I walked down to the beach and stood on the pebbles and if you closed your eyes, and ignored the freezing wind, you could imagine standing at Mona Vale beach eating lunch with the fire crew on a Sunday afternoon. I'm not a fan of the whole sand thing but pebbles just seems so wrong for the beach. I did manage to find some sand though. Pity it was a beach volleyball court and it was separated from the water by pebbles and a walkway.


The famous Brighton pier juts out a fair way into the ocean and houses amusement arcades and rides. I popped a few 10p coins into the slots and play a few of the games but didn't win anything. They have a roped off section which houses poker machines for the adults in the same room as the rest of the games for children. The old fogies sit in the poker machine area while their grandkids play the video games not 3m away.

Along the walkway are tiny booths where shops have been for many many years. You can imagine children in the early part of the 1900s running down the wooden planks towards the old lolly shop that stocks every kind of boiled lolly known to man and then some. Plus you can see their mothers following them slowly carrying parisols and wearing long dresses with corsets and bustles and their leather boots tapping along the same planks I walked on (although to be fair some planks were newer than others).

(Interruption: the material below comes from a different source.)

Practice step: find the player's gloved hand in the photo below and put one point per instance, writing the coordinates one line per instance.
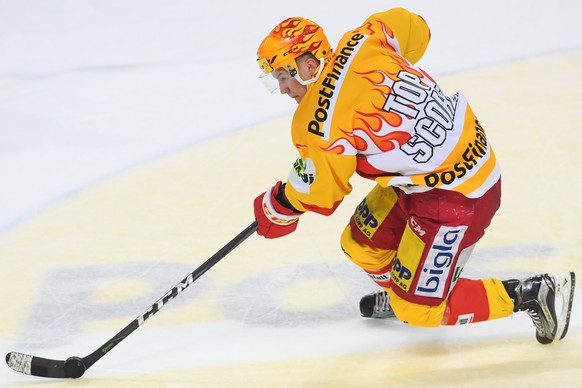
(275, 216)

The weather was very overcast and foggy and you couldn't see very far but I overheard a lady saying that there was an old pier futrher around the boardwalk that had fallen into the ocean, so I set off in the direction that she pointed. About ten minutes later I saw the pier emerge from the shrouds of fog and instantly felt sad for it. It must have been a wonderful sight in it's day and now it stands looking charred and black alone in the sea. The bridge that once joined it to the mainland has long since collapsed into the sea. As you walk up to the old pier you are met by the sight of rows of small boats that are pulled up high on the shore for the winter. Hooligans have attacked the fences and pulled them down and there is rubbish and debris all over the place. It just adds to the whole sad atmosphere of the old pier and is a stark contrast to the fun and games of the new pier.

I also managed to get lost in the labyrinth of small "lanes" that accomodate the small shops of Brighton. It was fabulous to wander through the mix of old antique and jeweller's stores and the newer trendy card and arty shops. All the streets in this area are cobblestoned and you couldn't fit a truck down any of them. In fact I think you would be hard pressed to fit a car down most.

I hope to go back to Brighton during the summer to see the difference between the sleepy village atmosphere in Winter and the vibrant festival town in Summer.

We had another snow day a week and a half ago. This time there was lots more snow and I saw heaps of snowmen popping up on my way to work. The school I taught at looked so peaceful and white when I got there. Pity it didn't stay that way.

Off to Oxford on Thursday and then touring London via the Monopoly board on Friday.